Daddy’s funeral was at Saint Paul’s Episcopal Church, the same church where I’d seen the blue convertible in the parking lot four months earlier. Even though at least twenty big fans were blowing, it still felt just as hot inside as it was outside; everybody was talking about the heat. On the way in, I’d overheard this conversation.

First lady: “It’s like Dante’s
Inferno
in here.”

Second lady: “Well, you know what they say.”

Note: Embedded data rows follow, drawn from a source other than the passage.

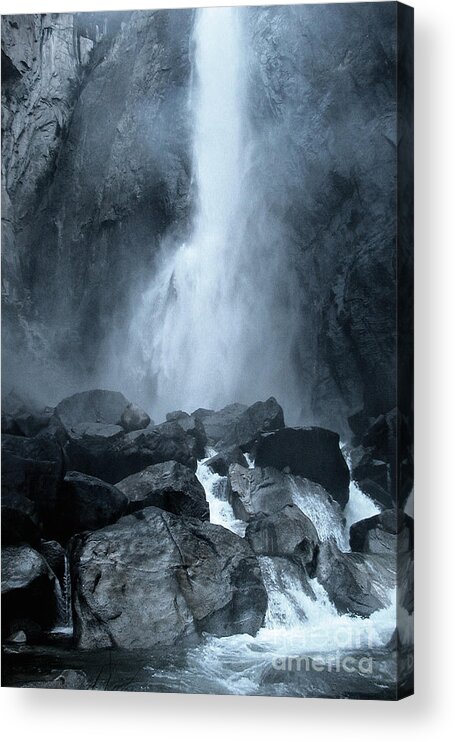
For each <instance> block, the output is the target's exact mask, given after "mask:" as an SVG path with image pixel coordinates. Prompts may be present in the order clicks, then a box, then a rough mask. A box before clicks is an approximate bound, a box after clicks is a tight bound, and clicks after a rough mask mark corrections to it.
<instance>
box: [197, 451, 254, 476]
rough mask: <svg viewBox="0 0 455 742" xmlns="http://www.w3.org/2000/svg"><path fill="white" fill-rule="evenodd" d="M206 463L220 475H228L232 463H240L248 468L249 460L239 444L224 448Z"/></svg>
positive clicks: (206, 461)
mask: <svg viewBox="0 0 455 742" xmlns="http://www.w3.org/2000/svg"><path fill="white" fill-rule="evenodd" d="M205 464H206V466H208V467H209V469H211V470H212V471H213V472H214V473H215V474H219V475H220V477H227V475H228V473H229V467H230V465H231V464H239V465H240V466H243V467H245V469H247V468H248V462H247V460H246V458H245V456H244V455H243V453H242V451H241V450H240V448H239V447H238V446H231V447H230V448H225V449H223V450H222V451H220V453H217V454H215V456H212V457H211V458H210V459H208V460H207V461H206V462H205Z"/></svg>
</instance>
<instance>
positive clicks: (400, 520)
mask: <svg viewBox="0 0 455 742" xmlns="http://www.w3.org/2000/svg"><path fill="white" fill-rule="evenodd" d="M349 540H350V544H351V549H352V551H363V552H366V553H372V554H403V553H406V552H408V551H411V550H412V549H413V548H414V521H413V519H412V518H410V517H409V515H406V514H405V513H403V511H401V510H395V509H391V510H384V511H383V512H382V513H378V515H373V516H372V517H371V518H365V520H361V521H358V522H357V523H354V524H353V525H352V526H351V529H350V537H349Z"/></svg>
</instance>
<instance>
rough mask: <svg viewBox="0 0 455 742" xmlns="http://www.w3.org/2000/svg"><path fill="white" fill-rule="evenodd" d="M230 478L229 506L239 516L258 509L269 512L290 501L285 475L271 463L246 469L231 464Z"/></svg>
mask: <svg viewBox="0 0 455 742" xmlns="http://www.w3.org/2000/svg"><path fill="white" fill-rule="evenodd" d="M229 479H230V483H231V490H232V492H231V505H232V509H233V511H234V514H235V516H236V518H239V519H240V520H249V519H250V518H251V517H252V516H254V515H258V514H260V513H262V514H263V515H271V514H272V513H277V512H278V511H279V510H281V509H282V508H283V507H284V506H285V505H292V504H293V500H292V494H291V490H290V487H289V485H288V482H287V480H286V476H285V475H284V474H282V473H281V472H279V471H276V470H275V469H272V468H271V467H266V468H264V469H260V468H257V467H255V468H254V469H245V468H244V467H243V466H239V465H238V464H233V465H232V466H230V467H229Z"/></svg>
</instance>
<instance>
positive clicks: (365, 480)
mask: <svg viewBox="0 0 455 742" xmlns="http://www.w3.org/2000/svg"><path fill="white" fill-rule="evenodd" d="M359 454H360V455H359ZM352 477H353V479H354V480H355V481H356V482H357V484H358V486H359V487H360V489H361V490H362V491H363V492H365V493H366V494H367V495H369V496H370V497H371V498H372V499H373V500H374V501H375V502H376V504H377V505H379V506H380V507H382V508H386V509H388V508H396V507H398V508H401V509H403V508H404V506H405V503H406V499H407V497H408V496H409V494H410V492H411V491H412V488H413V477H414V471H413V438H412V431H411V428H410V425H409V421H408V420H407V419H406V417H405V416H403V415H402V414H401V413H400V412H399V411H398V410H397V409H396V408H395V409H393V410H390V411H389V412H387V413H386V414H383V415H379V417H377V418H376V419H375V420H373V422H372V423H371V424H370V426H369V427H368V429H367V430H366V432H365V433H364V435H363V437H362V445H361V446H359V447H358V453H357V454H356V456H355V465H354V466H353V471H352Z"/></svg>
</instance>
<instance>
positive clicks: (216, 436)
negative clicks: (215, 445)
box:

First lady: “What’s that?”

Second lady: “Hell hath no—”

I couldn’t hear the rest.

Mama had asked that Daddy’s casket be closed, which I remember thinking was a good choice. Daddy wouldn’t have liked people seeing him wear makeup. Mrs. Cleary played Pachelbel’s Canon on the piano as pretty much the whole town filed in. Pastor Mike gave Daddy a nice eulogy, even though he hardly knew him, while folks fanned themselves with the remembrance pamphlets Mama had somebody make. Then Polly Anderson, Ryan Anderson’s mom, sang a solo, some hymn about dying and being welcomed into heaven’s gates that I didn’t recognize, but our family was never much on church. I spent most of the service looking around for Ryan, but as it turned out, he wasn’t there, which was
probably good. The black dress Mama had bought for me looked like something a kid would wear, what with its white Peter Pan collar and empire waist. If it were up to Mama, I’d be stuck in preadolescence forever. When the funeral service was over, we got in a big black air-conditioned limousine, rode out of our neighborhood, through the Hollyville town square, which is basically a park with a big white pergola surrounding a platform that gets turned into a stage during the Hollyville Pride Festival and other major events, like the annual Christmas nativity play and Punxsutawney Phil Day (also known as Groundhog Day), then on past the Hollyville Golf Course where Daddy used to play, the Hollyville YMCA where Mama does yoga, and finally to the cemetery. I could see Daddy’s gravesite before we got to it. It looked like an outdoor party was taking place what with all the flowers and the big canopy, except the canopy was black. I remember thinking that Daddy would’ve liked the burial plot Mama and I picked out. It was on top of a hill. Mama said it cost more than the ones that weren’t on the hill, but she could pay for it over time.